D'autre part, je constate que M. Bizien le directeur du funérarium de Nanterre me laisse tranquille, alors qu'avant il n'hésitait pas à me reprocher un mauvais rasage ou autre. Il a été jusqu'à, avant- hier, me proposer une demande de logements à l'OPHLM, sachant que je suis petitement logé et éloigné de mon lieu de travail. Je sens qu'il est mal à l'aise avec cette histoire. Je m'en fous des conséquences éventuelles pour moi. Cette histoire me travaille trop. J'en suis à penser que la jeune femme réclame mon intervention. Je vous répète que je suis croyant. Il faut un minimum de respect. Je ne travaille pas dans des conditions comme ça. Je suis soulagé de vous avoir parlé. R. n'est pas méchant. Et j'ai rigolé plusieurs fois avec lui,.... Mais là, ça me travaille trop. Eux ils n'ont pas vu ce qu'il a fait. Ils n'ont pas à vivre avec ».

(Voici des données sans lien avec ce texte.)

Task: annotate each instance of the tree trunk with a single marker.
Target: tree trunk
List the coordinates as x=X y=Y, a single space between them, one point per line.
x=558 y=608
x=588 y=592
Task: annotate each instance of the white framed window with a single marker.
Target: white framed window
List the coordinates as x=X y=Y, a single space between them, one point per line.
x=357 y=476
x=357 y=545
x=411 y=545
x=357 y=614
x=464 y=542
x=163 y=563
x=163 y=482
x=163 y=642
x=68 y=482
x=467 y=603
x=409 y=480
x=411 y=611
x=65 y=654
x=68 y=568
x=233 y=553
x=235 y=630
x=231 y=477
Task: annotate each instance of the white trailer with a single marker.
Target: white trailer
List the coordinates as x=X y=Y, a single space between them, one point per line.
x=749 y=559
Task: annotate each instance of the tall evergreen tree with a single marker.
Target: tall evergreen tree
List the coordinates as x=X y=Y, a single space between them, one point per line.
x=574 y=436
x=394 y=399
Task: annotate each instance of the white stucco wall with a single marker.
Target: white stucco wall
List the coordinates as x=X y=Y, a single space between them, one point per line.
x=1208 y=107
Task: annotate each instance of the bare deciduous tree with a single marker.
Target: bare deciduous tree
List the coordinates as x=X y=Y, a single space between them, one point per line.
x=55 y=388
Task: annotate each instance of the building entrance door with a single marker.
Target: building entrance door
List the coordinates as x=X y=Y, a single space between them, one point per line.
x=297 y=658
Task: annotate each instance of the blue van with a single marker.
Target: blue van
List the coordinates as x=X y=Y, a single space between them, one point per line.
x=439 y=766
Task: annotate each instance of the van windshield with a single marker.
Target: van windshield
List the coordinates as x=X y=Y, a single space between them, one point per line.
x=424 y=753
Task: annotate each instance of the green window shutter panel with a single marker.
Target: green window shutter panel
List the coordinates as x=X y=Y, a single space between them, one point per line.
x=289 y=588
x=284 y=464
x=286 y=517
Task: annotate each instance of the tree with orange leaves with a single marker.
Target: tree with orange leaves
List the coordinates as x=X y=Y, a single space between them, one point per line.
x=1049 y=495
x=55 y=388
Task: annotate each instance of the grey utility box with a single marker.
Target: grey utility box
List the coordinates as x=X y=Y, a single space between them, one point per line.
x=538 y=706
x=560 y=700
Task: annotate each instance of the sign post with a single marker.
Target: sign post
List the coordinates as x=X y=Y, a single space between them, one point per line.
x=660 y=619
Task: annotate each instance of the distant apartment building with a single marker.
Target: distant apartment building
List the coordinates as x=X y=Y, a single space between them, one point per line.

Le directeur du funérarium, M. BIZIEN entendu par les policiers le 30 mai 2002 a déclaré " je suis revenu au funérarium où j'ai trouvé vers 20 heures M. Jacques et M. R.... Finalement après un bon moment il a avoué qu'il avait touché les seins... J'ai appelé M. MARKACZ mon directeur pour lui expliquer ce que M. A... avait vu. En plus, comme j'avais certains doutes à son sujet, des bruits qui couraient sur son attitude, j'ai expliqué tout cela. Finalement le lendemain ou le surlendemain nous avons reçu M. R.. Lui ayant signalé que son attitude était inadmissible, nous lui avons fait confirmer ce qu'il avait avoué, à l'issue de quoi nous lui avons demandé de donner sa démission sur- le- champ. Il a accepté le fait sans faire de difficultés. Je précise que ce monsieur était délégué syndical, que si on avait dû le licencier, le fait serait remonté au niveau national. Nous avons choisi de régler cette affaire en interne ».
Il est également constant que cette procédure d'enquête préliminaire s'est terminée par une convocation devant le délégué du Procureur de la république pour un rappel à la loi et classement sans suite.
Par avenant du 1er août 2002, M. Juan Paolo A... acceptait une mutation au sein du secteur opérationnel de Saint- Maur à compter du 1er septembre 2002. Cet avenant stipulait le bénéfice d'un logement de fonction à partir du 1er octobre 2002.
Cependant, au cours des mois qui ont suivi, M. Juan Paolo A... qui indique souffrir d'une maladie orpheline évolutive, la maladie de Romberg, a été placé en arrêt de travail à plusieurs reprises, pour un total de 65 jours, cette maladie évolutive étant manifestement ré- activée par le stress subi par le salarié.
Il est également établi qu'au cours de la même période les relations se sont sensiblement dégradées entre M. Juan Paolo A... et son employeur, ce dernier affirmant que le salarié ou une autre personne se faisant passer pour lui, aurait proféré des menaces et tenté d'exercer un chantage. Certains de ces faits, qui sont contestés par M. Juan Paolo A..., ont fait l'objet d'un avertissement, le 29 mars 2003, avertissement qui n'a pas été contesté par le salarié bien que celui- ci ait affirmé ne pas en être l'auteur.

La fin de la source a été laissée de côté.